More Countries Adopt Vaccine Passports to ‘Boost Tourism’
Airlines in the US are already in the process of leveraging apps and smartphones to allow travelers to offer proof that they have been vaccinated, or recently tested negative for COVID-19, and they’re not alone: Across Europe, a growing number of airlines and countries are adopting, or leaning toward adopting, so-called “vaccine passports”.
France24 reports Wednesday that countries increasingly see these vaccine passports as the best chance to bolster hard-hit tourism industries in places like Spain and Greece.
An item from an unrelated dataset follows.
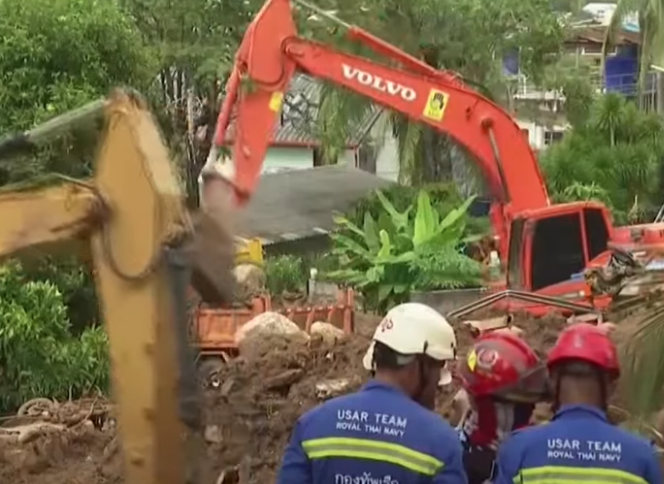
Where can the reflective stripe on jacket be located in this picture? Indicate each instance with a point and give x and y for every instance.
(377, 435)
(578, 446)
However, since vaccines are still relatively hard to come by in Europe (supplies in the developing world are also scarce) there are concerns that vaccine passports won’t work – while also raising thorny privacy issues.
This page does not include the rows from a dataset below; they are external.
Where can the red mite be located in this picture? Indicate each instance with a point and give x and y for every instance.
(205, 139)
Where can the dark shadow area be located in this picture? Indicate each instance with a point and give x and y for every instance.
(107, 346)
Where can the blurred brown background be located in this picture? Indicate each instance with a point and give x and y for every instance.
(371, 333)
Most programmes under development are geared towards facilitating travel and come in the form of smartphone apps with varying criteria for a clean bill of health.
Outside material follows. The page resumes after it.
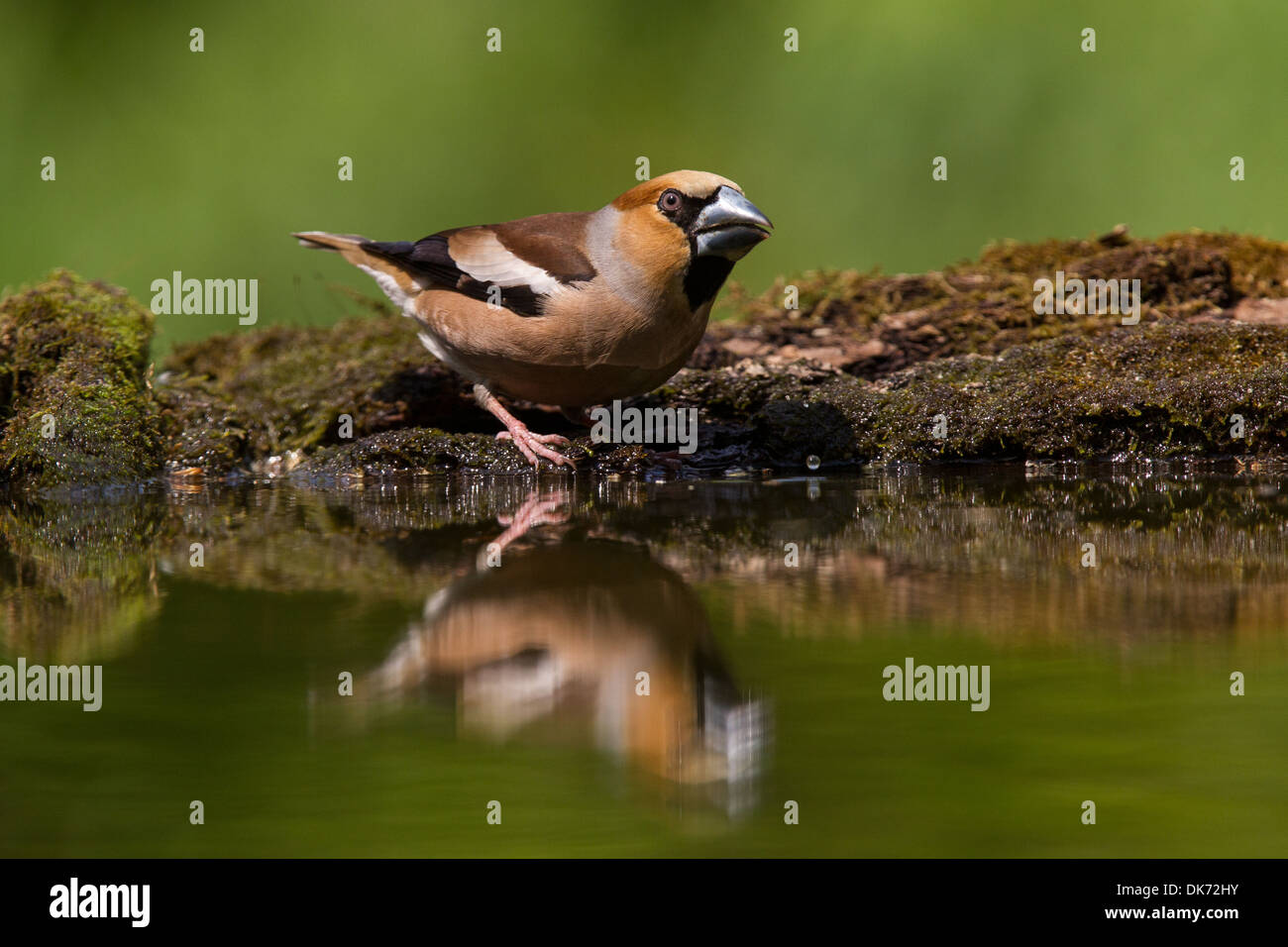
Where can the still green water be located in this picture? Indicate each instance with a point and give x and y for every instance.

Vaccine passports, for example, are a popular way to approach proof of immunity with jab rollouts underway across the globe.
While UK Prime Minister Boris Johnson recently told Britons that they won’t need a vaccine passport to visit the local pub, his French counterpart Emmanuel Macron is considering creating a digital vaccine passport without which French citizens might be barred from visiting restaurants and other public places.
French President Emmanuel Macron recently suggested yet another, more localised form of Covid-free permission slip: the so-called “health pass.”
This certification would only be valid within France’s borders but would allow a fully vaccinated person to, for example, eat in restaurants and attend certain events.
Fortunately, vaccine passports aren’t the only option available to airlines hoping to fight the spread of COVID.
There are also apps that accept positive antibody tests as proof of immunity for those who have had the virus and recovered.
But the World Health Organization has warned that there is no evidence to show that recovered Covid sufferers with antibodies are protected from a second infection.
Even as pressure to implement passports grows, the report notes that vaccine passports do raise some thorny legal issues, while also potentially exacerbating economic inequality as the poor are effectively barred from traveling, while their movements in public are limited.
Making health passports stricter or requiring them for travel could invite legal challenges.
A major worry is that banning unvaccinated people from travelling would exacerbate inequality since access to jabs is far from universal.
There are also concerns over how applications would access users’ personal data.
In France, there is already an official database of citizens who have been vaccinated against Covid-19, approved by the country’s privacy watchdog.
However, the body has warned it will re-examine the issue should the database be put to use in the context of a health passport.
Earlier this week China launched a digital “health certificate” for its 1.3 billion citizens which will record their vaccination status and COVID test status.
In tourism-dependent Greece and Cyprus, vaccination passports are being launched specifically for travel to and from Israel, which has fully vaccinated 44% of its population, and, being situated on the east coast of the Mediterranean, is also located nearby. Denmark and Sweden are also looking to launch health passports soon, while the EU is promising to propose a “green pass” to ease movement within the bloc.